Spotting a “wide-open hole in the market for domestic artists” when the country re-opened, but remained treacherous for internationals, White says he had a “revelation,” and a return to management beckoned.
Australia’s industry is flush with creative talent right now, says White, and a world away from the sector he left in 2011, when he made a calculated move to L.A.
That decision paid off, when White landed work on the Emmy Award winning TV production Last Shot with Judge Gunn by P&L Productions.

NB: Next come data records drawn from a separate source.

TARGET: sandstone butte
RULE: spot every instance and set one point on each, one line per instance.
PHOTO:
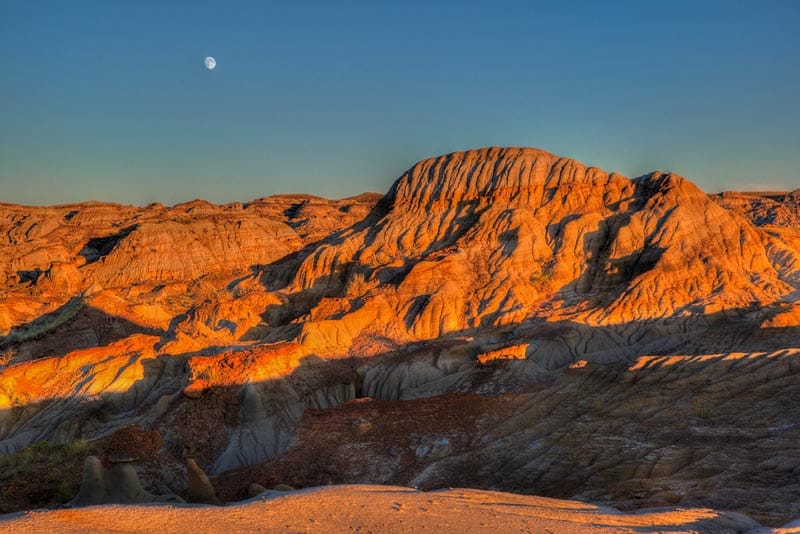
(503, 318)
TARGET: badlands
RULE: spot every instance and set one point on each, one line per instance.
(503, 319)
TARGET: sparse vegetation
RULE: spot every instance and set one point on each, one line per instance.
(700, 409)
(357, 285)
(43, 474)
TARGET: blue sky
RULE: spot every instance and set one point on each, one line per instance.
(111, 101)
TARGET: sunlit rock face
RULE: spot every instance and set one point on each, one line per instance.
(489, 272)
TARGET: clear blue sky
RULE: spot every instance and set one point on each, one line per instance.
(110, 100)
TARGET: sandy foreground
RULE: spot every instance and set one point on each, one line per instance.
(364, 508)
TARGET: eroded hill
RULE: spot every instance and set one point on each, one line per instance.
(559, 329)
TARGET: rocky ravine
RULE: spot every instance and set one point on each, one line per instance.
(631, 341)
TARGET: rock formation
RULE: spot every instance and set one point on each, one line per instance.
(550, 288)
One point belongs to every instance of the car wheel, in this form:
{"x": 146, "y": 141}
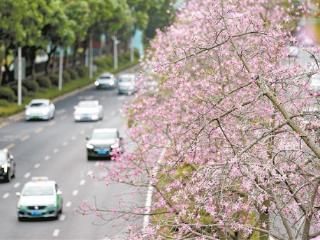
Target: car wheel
{"x": 8, "y": 177}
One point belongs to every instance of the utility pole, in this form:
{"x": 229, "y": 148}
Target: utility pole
{"x": 90, "y": 58}
{"x": 131, "y": 50}
{"x": 19, "y": 76}
{"x": 115, "y": 52}
{"x": 60, "y": 68}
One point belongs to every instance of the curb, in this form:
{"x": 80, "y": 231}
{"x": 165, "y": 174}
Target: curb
{"x": 19, "y": 116}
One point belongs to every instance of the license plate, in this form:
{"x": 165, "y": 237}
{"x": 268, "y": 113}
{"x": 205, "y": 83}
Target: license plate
{"x": 102, "y": 151}
{"x": 35, "y": 213}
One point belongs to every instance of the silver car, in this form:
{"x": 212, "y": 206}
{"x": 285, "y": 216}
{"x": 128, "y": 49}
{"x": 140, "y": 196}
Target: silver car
{"x": 40, "y": 109}
{"x": 105, "y": 80}
{"x": 126, "y": 83}
{"x": 88, "y": 111}
{"x": 40, "y": 198}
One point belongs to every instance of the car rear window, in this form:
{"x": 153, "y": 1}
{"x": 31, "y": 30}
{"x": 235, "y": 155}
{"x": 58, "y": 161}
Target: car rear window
{"x": 38, "y": 191}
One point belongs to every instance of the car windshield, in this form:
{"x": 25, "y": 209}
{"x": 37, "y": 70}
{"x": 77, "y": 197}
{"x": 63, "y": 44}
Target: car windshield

Later, he enrolled to UCLA Extension, completed a Certificate in Music Business, and got his foot in the industry’s door with an internship with Three Six Zero Group.
The entry-level gig became a full-time one, with White managing such artists as deadmau5, Duke Dumont and Pendulum.
Burnt-out from the 24-7 load, White returned to Melbourne. Refreshed, he joined Live Nation Australasia in 2017, where he served as Senior Tour Operations Coordinator until 2020, working on treks for P!nk, U2 and more.
Milk Bar is less of a strict, formal company, a place where its artists can “develop new ideas and engage with a network of support and nurturing that can see them thrive,” according to a statement from White’s reps.
That family already includes Melbourne’s Gabriella Cohen, Brisbane’s McDermott & North and Gippsland’s Fox DeRoche.